Two large screens filled the spaces between the stage and the doors to the room, so the audience could see up close what was happening. This didn’t make sense, as the room was rather small, hardly a ballroom, which had been occupied by manic teenagers trying to prom.
It looked bad to me. It felt wrong. There was a speech made by a man who was much applauded for seemingly no reason, and who swept past me without acknowledging my presence. Then a woman wearing a NU-BRA tm, allowing us all the ability to enjoy the backless fashions of the moment, underneath her black rayon sheath with rhinestone spaghetti straps and a butterfly back, you know, your “night on the town” dress, started to cry onstage about her sales staff. She was overwhelmed with emotion and had her hand on her chest, as if her heart were about to burst with affection for her employees, and she was trying to push it back in, like the monster from “Alien.” We all had to cope with the lump in her throat for several minutes, as she had to return to the stage after leaving once, because she had forgotten names she wouldn’t have forgiven herself for not speaking aloud.

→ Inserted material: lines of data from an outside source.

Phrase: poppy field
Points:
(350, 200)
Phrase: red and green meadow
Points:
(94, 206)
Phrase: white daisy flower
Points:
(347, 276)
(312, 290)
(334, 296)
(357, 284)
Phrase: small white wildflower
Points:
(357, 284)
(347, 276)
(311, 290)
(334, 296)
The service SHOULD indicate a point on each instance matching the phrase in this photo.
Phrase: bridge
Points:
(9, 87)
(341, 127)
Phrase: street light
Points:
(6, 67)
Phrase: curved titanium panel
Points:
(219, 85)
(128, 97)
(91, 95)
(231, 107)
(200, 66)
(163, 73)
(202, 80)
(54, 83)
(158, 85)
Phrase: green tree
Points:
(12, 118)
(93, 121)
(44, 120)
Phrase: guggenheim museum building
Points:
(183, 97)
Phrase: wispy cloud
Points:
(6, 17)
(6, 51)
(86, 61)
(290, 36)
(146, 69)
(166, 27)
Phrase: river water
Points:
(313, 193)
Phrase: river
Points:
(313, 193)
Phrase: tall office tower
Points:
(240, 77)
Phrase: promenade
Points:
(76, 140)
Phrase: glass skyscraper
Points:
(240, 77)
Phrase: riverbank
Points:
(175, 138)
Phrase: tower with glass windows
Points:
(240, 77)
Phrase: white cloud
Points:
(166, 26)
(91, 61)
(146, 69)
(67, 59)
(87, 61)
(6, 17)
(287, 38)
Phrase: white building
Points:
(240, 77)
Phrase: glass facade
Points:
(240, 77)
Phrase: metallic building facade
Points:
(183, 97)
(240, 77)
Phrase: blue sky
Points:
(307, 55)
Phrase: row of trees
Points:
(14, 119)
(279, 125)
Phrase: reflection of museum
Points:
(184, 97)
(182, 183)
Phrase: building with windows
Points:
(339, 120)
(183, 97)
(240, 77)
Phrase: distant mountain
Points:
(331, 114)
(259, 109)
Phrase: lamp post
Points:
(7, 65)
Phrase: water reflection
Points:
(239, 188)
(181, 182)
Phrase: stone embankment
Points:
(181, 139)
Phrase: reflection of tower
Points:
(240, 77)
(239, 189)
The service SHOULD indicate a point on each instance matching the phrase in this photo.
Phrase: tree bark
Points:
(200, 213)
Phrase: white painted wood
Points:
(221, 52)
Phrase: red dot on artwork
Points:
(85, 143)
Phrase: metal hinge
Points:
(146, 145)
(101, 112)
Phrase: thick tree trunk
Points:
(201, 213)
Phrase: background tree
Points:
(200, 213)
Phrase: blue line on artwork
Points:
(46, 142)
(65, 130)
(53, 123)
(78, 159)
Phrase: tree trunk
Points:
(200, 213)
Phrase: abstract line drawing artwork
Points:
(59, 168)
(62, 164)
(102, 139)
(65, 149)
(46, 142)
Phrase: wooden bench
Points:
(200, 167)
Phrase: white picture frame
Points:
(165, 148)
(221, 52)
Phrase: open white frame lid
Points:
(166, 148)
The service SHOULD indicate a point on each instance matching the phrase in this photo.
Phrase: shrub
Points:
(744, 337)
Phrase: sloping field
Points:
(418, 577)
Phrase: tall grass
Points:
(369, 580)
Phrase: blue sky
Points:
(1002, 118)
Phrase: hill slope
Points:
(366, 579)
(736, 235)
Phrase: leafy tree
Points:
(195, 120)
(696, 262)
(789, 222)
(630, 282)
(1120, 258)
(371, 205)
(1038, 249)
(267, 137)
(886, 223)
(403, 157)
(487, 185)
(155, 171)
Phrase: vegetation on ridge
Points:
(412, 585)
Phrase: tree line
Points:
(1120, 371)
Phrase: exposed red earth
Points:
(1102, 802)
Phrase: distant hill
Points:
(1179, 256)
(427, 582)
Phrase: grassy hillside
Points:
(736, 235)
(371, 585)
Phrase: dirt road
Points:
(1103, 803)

The rhinestone butterfly lady finally finished, then there was a parade of the staff, mostly young people of color, those that work behind the scenes at hotels, turn down the beds, park the cars, serve the room service, you know, like do everything. It seemed oddly demeaning to me, as a person of color myself, that the maids and busboys had to undergo this kind of odd celebratory lineup, but it seemed that they were very appreciated by the audience. I was glad. Everyone deserves applause.
Bruce took the stage, and I thought he did well. He was funny and got laughs, which is what he always does. Then, I took the stage, after a brief, panicked attack by a nervous woman in another black rhinestone confection, likely to have also needed a NU-BRA tm, but I wasn’t sure. She accosted me directly before I went on the stage to say “language.” I assumed she meant for me to go ahead and speak English.
After about 10 mins. my mic was turned off and the band, comprised of Asian, African-American, and Latino musicians, was hurried on to the stage. They passed me, looking apologetic. “We wish we didn’t have to do this,” they all said with their eyes as they launched in to a rousing rendition of “Sweet Home Alabama.”
Using Lynyrd Skynyrd as a way to ethnically cleanse the stage after I was unconsititutionally censored was the most offensive. I am a huge Skynyrd fan and I consider it unconscionable that they played me off with “Sweet Home Alabama” to give the allusion that they were excising the ‘anti-American’ element from the stage. Skynyrd and I are on the same side. I am proud of the South. I wish I was from the South. I have spent enough time there to know and love it well. “Sweet Home Alabama” is one of my favorite songs, and it was appalling that they offended me with the greatest band in American history.
I was also offended by the five identical blonde women ready to leap onto the stage after I was turned off. What were they there for? It just proves once again, pussy is not supposed to speak.
It’s ironic that Skynyrd was chosen to chase me out of the town like a witch when we are the true Americans. I feel bad because the audience, albeit chilly, would have eventually enjoyed and loved what I had to say. I am sad that they were not allowed the great honor to see me perform in person.
Margaret donated all the money from this gig to the West Memphis Three.
Update 6/3/2004: Omni Hotels stopped payment on their check.